DeepSeek R1 has quickly become one of the most closely watched AI releases because it puts advanced reasoning-style capability into a model family that can be downloaded, studied, modified, and used commercially under an MIT license.
The release matters because simulated reasoning models have mostly been associated with proprietary systems such as OpenAI’s o1. DeepSeek now claims that its R1 family can compete with that level of performance on several math and coding tests, while also offering smaller versions that can run on less demanding hardware.
What DeepSeek Released
On Monday, Chinese AI lab DeepSeek released the R1 model family. The largest version contains 671 billion parameters, while the broader release includes DeepSeek-R1-Zero and DeepSeek-R1.
DeepSeek also published six smaller DeepSeek-R1-Distill models. These range from 1.5 billion to 70 billion parameters and are based on existing open source architectures including Qwen and Llama. The smaller models were trained using data generated from the full R1 model.
That range is important. The smallest version can run on a laptop, while the full model needs far more substantial computing resources. In practice, the release gives researchers, developers, and technically inclined users multiple ways to explore the same family of capabilities.
- License: MIT license
- Largest model: 671 billion parameters
- Distilled models: 1.5 billion to 70 billion parameters
- Related architectures: Qwen and Llama
Why Reasoning Models Are Different
R1 belongs to a class of models often described as simulated reasoning models, or SR models. These systems use an inference-time reasoning approach, meaning they take extra time while generating an answer in order to work through a problem more deliberately.
That behavior is different from the conventional large language model experience, where the model often produces a response more directly. In SR models, the extra time can improve performance on tasks involving math, physics, and science.
OpenAI’s o1 model family brought this approach into wider attention when it debuted in September 2024. OpenAI later teased a major upgrade called o3 in December. DeepSeek R1 is drawing attention because it appears to bring similar behavior into an open-weights release.
Independent AI researcher Simon Willison tested one of the smaller models and described the experience in vivid terms. He told Ars, “They are SO much fun to run, watching them think is hilarious”.
Willison also noted that responses begin with a pseudo-XML chain-of-thought section using a <think>...</think> tag. Even simple prompts can lead the model to generate extensive internal reasoning before giving its final output.
The Benchmark Claims
DeepSeek says R1 performs at levels comparable to OpenAI’s o1 on several math and coding benchmarks. The company reports that R1 outperformed o1 on AIME, MATH-500, and SWE-bench Verified.
Those benchmarks cover different kinds of problem solving. AIME is a mathematical reasoning test. MATH-500 is a collection of word problems. SWE-bench Verified is a programming assessment tool.

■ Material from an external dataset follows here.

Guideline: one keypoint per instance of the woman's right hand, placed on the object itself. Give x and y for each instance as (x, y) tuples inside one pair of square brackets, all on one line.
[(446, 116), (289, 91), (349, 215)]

These claims are central to why the release is being discussed so widely. Open-weights models have often lagged behind proprietary systems such as OpenAI’s o1 on reasoning benchmarks. If DeepSeek’s claims hold up under outside scrutiny, the gap between public models and closed commercial systems may be narrowing.
At the same time, the source makes an important caution clear: AI benchmarks should be treated carefully, and the R1 results have not yet been independently verified. That means the release is significant, but the strongest performance claims still need outside confirmation.
Open Access Changes The Stakes
The MIT license is a major part of the story. It means the model can be studied, modified, and used commercially. For developers and researchers, that is different from simply accessing a model through a hosted product.
Local use also changes who can experiment with this kind of technology. The smallest distilled model can run on a laptop, making at least some part of the R1 family available without the infrastructure required for the full 671 billion parameter version.
TechCrunch reports that three Chinese labs, DeepSeek, Alibaba, and Moonshot AI’s Kimi, have now released models they say match o1’s capabilities. DeepSeek first previewed R1 in November. The broader point is that o1-like capability is no longer being claimed by only one lab or one product family.
Dean Ball, an AI researcher at George Mason University, wrote on X that the performance of DeepSeek’s distilled models means capable reasoners will continue to spread widely and run on local hardware. His point reflects the practical impact of distillation: smaller models can carry important parts of the larger model’s behavior into more accessible environments.
The Cloud Version Has A Limitation
There is also a notable constraint. The cloud-hosted version of R1 will not generate responses about certain topics, including Tiananmen Square or Taiwan’s autonomy.
The source attributes this to the model’s Chinese origin and the need to “embody core socialist values,” according to Chinese Internet regulations. The filtering comes from an added moderation layer.
That limitation does not apply in the same way when the model is run locally outside of China. This distinction is important because the same model family can behave differently depending on whether it is accessed through a cloud service or run on local hardware.
DeepSeek R1 is therefore not just another model release. It is a test of how far open reasoning AI has advanced, how much capability can be compressed into smaller models, and how quickly public systems may approach the performance of leading proprietary tools.